Bir sokak müzisyeni ile çiçek satarak geçinen bir göçmenin hayatlarının müzik sayesinde kesişmesini ve müziğin içinde birbirlerini bulmalarını izliyoruz esasında. Düşük bütçeli bir film bu, öyle ki filmin bütçesinin bir kısmı yönetmen John Carney’nin cebinden karşılanmış, dolayısıyla biraz daha samimi bir yapımın bizi beklediğini hissedebiliyoruz. Bütün bunlara rağmen büyük beklentilere girmemizi sağlayacak olaylar da var içinde. Ünlü olacaklar mı? Beraber olacaklar mı? Sonsuza dek mutlu yaşayacaklar mı? Başkarakterlerimiz ne birbirlerine ne de bize bir söz veriyor.
Peki bize bunları vadetmeyen bir filmden biz, ne bekleyelim ki? Belki de bazen bir beklentiye girmeden akıntıya kendimizi bırakmak daha iyidir.
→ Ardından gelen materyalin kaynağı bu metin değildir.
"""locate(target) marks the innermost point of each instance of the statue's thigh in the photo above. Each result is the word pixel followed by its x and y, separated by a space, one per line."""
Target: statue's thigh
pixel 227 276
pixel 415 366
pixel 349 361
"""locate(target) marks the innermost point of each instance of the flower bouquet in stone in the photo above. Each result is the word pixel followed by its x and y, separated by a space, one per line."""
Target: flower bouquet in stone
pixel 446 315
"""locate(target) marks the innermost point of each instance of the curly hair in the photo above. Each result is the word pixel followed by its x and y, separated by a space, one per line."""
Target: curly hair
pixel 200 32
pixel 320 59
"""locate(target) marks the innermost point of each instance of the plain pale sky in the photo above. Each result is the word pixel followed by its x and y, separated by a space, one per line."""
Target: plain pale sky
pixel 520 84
Fakir çocuğun müzik sayesinde zengin olup dünya turları yaptığı ve filmin sonunda güzel kızı elde ettiği, sonunda da günbatımında öpüştükleri yüzlerce film vardır, bundan eminim. İşte bu filmlerin aktardığı gerçeklik, şans faktörünün yüzde binlere çekilip yeniden inşa edilmesiyle oluşturuluyormuş gibi geliyor bana. Once, bunların yanında çok gerçek, çok bizden.
Filmdeki romantik veya samimi sahnelerde tavandan inen bir spot ışığı yok mesela. Filmin en içten, en samimi ve en romantik sahneleri olarak niteleyebileceğim piyano sahneleri bile doğal ışıkla çekilmiş. Belli açılardan, bu film bir belgeseli hatırlatıyor bize. Sanki var olan bir hayatın parçalarını, bir belgesel olarak izliyormuş gibi hissediyoruz. Sanki hiçbir şey kurgusal değilmiş gibi. Gerçek hayattaki samimi anlarınızı bir düşünsenize: Kaçında gökyüzünden ilahi bir spot ışığı gelip üzerinizde belirdi ve arkada Mozart’ın bilmem-kaçıncı senfonisi çalmaya başladı ki? Sıfır.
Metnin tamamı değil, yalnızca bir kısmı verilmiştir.